Caligula is one of those unique snowflakes of a film, a wholly unrepeatable mashup of lofty artistic pretension and naked, craven exploitation. Its troubled production is the stuff of legend, and its critical reception was nothing short of toxic. If ever there was a film made for the Progressive Cinema Scorecard, this surrealist, pornographic bio of one of Rome's most notorious emperors was surely it.
  • WHAT?!? Netflix doesn't have the uncut 156-minute version on the instant queue? Where's my extra 15 minutes of gratuitous hardcore sex? = -126pts
  • Screenplay by Gore Vidal. = +25pts
  • Oh, wait.
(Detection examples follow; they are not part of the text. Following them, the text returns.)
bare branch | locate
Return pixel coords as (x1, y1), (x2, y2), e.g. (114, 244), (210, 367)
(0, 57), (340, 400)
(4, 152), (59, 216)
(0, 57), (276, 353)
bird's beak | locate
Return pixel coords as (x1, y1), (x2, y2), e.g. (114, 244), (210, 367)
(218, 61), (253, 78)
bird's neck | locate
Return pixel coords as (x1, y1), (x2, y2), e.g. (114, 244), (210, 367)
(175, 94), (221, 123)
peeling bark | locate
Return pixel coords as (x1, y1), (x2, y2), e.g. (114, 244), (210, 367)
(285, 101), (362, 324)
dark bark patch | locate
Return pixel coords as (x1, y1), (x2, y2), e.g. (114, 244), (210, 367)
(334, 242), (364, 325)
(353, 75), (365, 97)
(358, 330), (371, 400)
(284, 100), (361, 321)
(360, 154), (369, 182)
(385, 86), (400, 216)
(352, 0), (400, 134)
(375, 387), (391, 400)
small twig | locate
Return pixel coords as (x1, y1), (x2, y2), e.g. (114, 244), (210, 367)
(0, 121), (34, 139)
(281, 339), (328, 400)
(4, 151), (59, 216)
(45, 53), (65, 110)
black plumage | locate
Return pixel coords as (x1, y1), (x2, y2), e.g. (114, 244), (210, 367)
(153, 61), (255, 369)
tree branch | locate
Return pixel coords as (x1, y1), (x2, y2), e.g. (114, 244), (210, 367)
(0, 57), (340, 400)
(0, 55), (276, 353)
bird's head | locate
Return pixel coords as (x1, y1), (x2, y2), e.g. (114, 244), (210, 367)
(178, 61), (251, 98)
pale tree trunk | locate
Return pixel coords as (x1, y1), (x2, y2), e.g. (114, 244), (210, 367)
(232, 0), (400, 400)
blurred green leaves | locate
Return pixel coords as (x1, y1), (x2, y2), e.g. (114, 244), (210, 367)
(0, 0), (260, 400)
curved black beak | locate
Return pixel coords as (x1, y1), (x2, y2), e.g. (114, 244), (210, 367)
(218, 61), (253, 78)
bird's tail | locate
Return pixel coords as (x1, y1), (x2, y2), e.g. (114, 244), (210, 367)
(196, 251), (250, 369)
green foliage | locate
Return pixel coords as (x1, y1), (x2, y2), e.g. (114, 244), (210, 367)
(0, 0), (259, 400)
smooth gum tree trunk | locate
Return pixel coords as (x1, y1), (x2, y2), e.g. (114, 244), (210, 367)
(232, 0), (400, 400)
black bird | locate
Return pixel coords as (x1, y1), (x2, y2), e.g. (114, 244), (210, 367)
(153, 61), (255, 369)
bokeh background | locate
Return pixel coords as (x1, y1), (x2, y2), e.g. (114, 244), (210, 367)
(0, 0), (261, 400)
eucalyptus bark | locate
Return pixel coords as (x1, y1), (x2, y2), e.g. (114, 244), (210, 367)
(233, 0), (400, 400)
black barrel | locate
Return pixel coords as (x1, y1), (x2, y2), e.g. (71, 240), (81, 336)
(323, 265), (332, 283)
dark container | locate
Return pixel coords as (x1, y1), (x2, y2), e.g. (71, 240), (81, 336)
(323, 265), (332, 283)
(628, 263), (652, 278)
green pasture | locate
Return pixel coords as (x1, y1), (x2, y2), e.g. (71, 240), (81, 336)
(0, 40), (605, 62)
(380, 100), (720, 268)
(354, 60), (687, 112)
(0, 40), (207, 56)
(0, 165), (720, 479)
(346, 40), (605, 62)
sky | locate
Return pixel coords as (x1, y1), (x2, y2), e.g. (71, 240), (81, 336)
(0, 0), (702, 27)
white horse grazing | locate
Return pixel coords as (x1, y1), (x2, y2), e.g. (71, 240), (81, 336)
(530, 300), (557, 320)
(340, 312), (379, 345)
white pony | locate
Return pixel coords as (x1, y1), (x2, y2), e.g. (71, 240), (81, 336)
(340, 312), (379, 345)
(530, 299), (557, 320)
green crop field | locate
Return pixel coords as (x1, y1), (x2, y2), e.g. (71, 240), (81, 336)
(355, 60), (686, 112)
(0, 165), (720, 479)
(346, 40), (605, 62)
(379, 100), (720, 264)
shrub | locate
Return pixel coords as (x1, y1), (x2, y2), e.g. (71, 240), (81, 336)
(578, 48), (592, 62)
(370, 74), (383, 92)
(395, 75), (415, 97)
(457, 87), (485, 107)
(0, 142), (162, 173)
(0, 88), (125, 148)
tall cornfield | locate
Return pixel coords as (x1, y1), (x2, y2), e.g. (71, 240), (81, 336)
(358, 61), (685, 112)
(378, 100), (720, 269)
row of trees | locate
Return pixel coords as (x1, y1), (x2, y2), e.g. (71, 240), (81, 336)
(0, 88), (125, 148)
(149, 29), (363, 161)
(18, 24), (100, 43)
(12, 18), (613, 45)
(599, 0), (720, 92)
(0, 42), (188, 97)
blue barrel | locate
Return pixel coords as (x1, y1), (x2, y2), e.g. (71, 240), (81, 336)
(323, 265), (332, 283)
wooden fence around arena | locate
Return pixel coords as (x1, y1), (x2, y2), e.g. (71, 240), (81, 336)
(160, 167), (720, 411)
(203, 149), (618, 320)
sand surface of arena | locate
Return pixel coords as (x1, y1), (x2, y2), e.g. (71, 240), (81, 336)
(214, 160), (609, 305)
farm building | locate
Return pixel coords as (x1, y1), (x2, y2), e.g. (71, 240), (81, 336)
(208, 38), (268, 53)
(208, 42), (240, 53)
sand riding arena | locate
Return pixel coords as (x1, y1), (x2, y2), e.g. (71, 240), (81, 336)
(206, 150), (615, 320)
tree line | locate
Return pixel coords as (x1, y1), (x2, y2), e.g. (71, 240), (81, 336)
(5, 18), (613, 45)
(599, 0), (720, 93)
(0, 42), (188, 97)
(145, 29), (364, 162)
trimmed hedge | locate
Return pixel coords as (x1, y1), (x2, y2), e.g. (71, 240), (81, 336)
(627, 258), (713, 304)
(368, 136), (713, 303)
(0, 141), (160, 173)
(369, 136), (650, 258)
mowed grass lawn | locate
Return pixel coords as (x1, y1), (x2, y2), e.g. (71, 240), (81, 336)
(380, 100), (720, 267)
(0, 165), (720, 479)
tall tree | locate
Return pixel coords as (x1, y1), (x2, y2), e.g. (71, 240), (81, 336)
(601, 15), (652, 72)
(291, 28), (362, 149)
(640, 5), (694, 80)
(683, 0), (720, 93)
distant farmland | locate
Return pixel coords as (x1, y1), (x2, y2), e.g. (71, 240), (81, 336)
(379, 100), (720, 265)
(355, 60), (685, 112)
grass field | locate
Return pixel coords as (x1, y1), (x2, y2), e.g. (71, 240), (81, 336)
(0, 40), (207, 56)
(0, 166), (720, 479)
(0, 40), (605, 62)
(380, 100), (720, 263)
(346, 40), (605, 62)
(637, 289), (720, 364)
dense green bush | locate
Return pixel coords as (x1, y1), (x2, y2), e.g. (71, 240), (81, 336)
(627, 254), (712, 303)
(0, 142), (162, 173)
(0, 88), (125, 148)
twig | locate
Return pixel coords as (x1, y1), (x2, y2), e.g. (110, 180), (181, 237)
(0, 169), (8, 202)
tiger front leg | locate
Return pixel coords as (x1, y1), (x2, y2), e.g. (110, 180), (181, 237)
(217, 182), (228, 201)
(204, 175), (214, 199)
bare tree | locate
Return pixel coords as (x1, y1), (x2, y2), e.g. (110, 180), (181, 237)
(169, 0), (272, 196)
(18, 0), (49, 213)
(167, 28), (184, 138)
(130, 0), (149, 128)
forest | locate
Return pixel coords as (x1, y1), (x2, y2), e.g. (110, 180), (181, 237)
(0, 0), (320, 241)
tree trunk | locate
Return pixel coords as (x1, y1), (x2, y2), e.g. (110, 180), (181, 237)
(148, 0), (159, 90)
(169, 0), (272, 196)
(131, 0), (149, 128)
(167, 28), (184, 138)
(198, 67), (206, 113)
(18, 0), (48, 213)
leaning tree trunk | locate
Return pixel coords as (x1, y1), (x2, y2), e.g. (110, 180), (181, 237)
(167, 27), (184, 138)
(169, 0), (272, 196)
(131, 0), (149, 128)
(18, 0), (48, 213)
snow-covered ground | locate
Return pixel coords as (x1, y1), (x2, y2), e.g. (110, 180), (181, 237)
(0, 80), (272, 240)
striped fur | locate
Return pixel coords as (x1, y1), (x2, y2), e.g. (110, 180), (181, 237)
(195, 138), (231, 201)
Based on a screenplay by Gore Vidal. = -75pts
  • Casting Alex from A Clockwork Orange as Rome's batshit craziest emperor. = +36pts
  • Tantalizing us with hot '70s nudity in the opening scene, only to reveal that the parties concerned are brother and sister. = -6pts
  • Miles of dangling chain gang slave wang. = +8pts
  • Peter O'Toole: the drunken, paranoid, syphilitic grandfather we never had. = +30pts
  • Emperor Tiberius's pleasure grotto looks like something out of an Hieronymus Bosch painting. = +25pts
  • Holy shit! Is that a human centipede on Tiberius's stairs? = +20pts
  • Drowning the stuck-up butler from Arthur in a glass bathtub. = +10pts
  • So, wait, no one's going to... I don't know... remove the the thing you used to strangle the emperor from around his neck before letting everyone know that he's dead?  No? Okay, I guess you guys know what you're doing. = -17pts
  • Young, partially nude Helen Mirren. = +100pts
  • A doomsday machine with rotating death blades decapitating prisoners buried up to their necks in the floor of the Colosseum? Why the hell not! = +200pts
  • The constant, haunting presence of Malcom McDowell's supple, hairless ass cheeks. = -24pts
  • Caligula delivers the most enthusiastic thumbs-up in cinematic history following Caesonia's...er..."erotic" dance. = +41pts
  •  Thank God they've captured the ancient Roman tradition of giving birth upright and cruciform for an audience of hundreds. Just like I always read about in my history texts. = +42pts
  • Watching Caligula clumisily dragging his sister's naked corpse up the steps to a statue of Isis and knowing that somehow this scene was supposed to inspire pathos instead of snorting laughter. = -13pts
  • Wow. I don't even know how to begin to describe what's going on here. So we've got an imperial orgy including all the wives and daughters of the senate, but the whole scene takes place in a land-bound ivory Roman galley, complete with oarsmen and a formation of Roman legionaries sashaying around it in a choreographed dance number. = +50pts
  • Watching the re-enactment of Caligula's "conquest" of Britain. I'm glad the film makers captured the classic Roman strategy of sending their naked soldiers into battle first. You know, to weird the enemy out. = +13pts
  • Apparently the password to enter the royal palace was "scrotum." = +10pts
  • Gross historical inaccuracy. = -74pts
  • Gross historical inaccuracy: = +148pts
Total Score: +419
Available on: Netflix, the writing team of Rome's DVD shelf, nowhere in the filmography of Gore Vidal

An A-list cast, hopelessly elaborate '70s art deco Roman sets, and a screenplay that unfolds as though it were written by someone who had read a wikipedia article on ancient Rome while huffing paint out of a sack made of mescaline. Even without the fifteen minutes of completely unnecessary and totally unsimulated sexual perversion, there's more than enough jaw-dropping insanity in this film to make Scorecard history.